The Budget got a lot of favourable comment at the time, and there has not been the sort of timely and detailed analysis that you would get of a Federal Budget for several reasons: less interest, fewer people looking at it, and less informative and honest papers.
Paul Keating to his credit as Treasurer (with a lot of help from Treasury officials) did an enormous amount to ensure Federal Budget papers were informative, internally consistent and honest if optimistic. From 1983 on he transformed the classic Budget papers that translated into “”Smokes, beer up, new tax slug” into statements of long-range fiscal policy.
The ACT’s papers, on the other hand, are hard to decipher, especially this year. But it seems they have played a long-range trick.
In projecting what will happen to ACT finances in the next four years (assuming unchanged policies) the Budget papers cheated. They indexed revenue in the most generous way possible, but indexed less than half of expenditure and then in a conservative way.
The result has made no difference in 1994-95, but in subsequent years the Budget papers give a far rosier picture than the reality.
When journalists were presented with the Budget wad of papers some of us asked what are these mysterious “”outturn prices” that appear on the table summarising expenditure and receipts over the next four years.

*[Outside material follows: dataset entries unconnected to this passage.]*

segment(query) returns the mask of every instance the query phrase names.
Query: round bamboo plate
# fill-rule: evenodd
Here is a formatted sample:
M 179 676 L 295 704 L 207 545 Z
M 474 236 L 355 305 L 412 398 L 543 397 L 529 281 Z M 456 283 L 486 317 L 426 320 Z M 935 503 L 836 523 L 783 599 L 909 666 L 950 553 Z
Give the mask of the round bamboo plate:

Then did not think much further of it.
However, the answer to that question shows that the table that came with the Budget papers is misleading. It shows the gap between expenditure and receipts (the financing requirement) declining over the four years from $65 million in 1994-95 to $43 million in 1997-98 (see Table 1). The $65 million in 1994-95 is to be met by consuming the remaining $28 million of ACT reserves and borrowing the remaining $36 million.
In subsequent years the difference will have to be borrowed. $206 million will be required in total, according to the Budget figures.
However, this is if you use these mysterious “”outturn prices”.
“”Outturn prices” index revenue at the consumer price index, but do not index expenditure on wage and salary costs at all and index other expenditure according to another economic beast called the non-farm GDP implicit price deflator (we’ll just call it the beast index). The beast index is somewhat less than the consumer price index. The beast index averages manufacturing, export, import, raw materials and some other indexes.
There is some justification for using the beast index, the CPI and no indexing at all, provided you do it consistently.
Not indexing wages is smart. If you do it will only cause yapping unions to demand that increase irrespective of economic conditions. And there may be some justification for using the beast. But mixing all three measurements in one table is misleading. How misleading is perhaps best calculated by using 1994-95 prices throughout. You can do this using information in Budget Paper No 2.
If you do that the Government’s projected shortfall of $43 million in 1997-98 becomes $106.6 million, a difference of $63.6 million. The Government’s cumulative debt of $206 million in reality is $330.7 million. And that is in 1994-95 prices, so it will be worse than that.
Without any policy changes by 1997-98, we could easily be borrowing to service the debt (instead of restricting borrowing to productive capital only). The Victorian and South Australian solutions.
Ultimately, someone must pay, but the bill will not come in until well after February’s election and probably not until most of today’s Government MLAs are drawing superannuation.
That reminds me of another minor scam in the Budget papers. In summarising revenue, the Government includes payments from the public enterprise sector for superannuation and then is very sloppy about putting it back on the projected expenditure side. Moreover, I suspect that this fiscal sleight of hand may have been done with more than just the enterprise sector.
With apologies to Disraeli: there are lies, damn lies and accounts.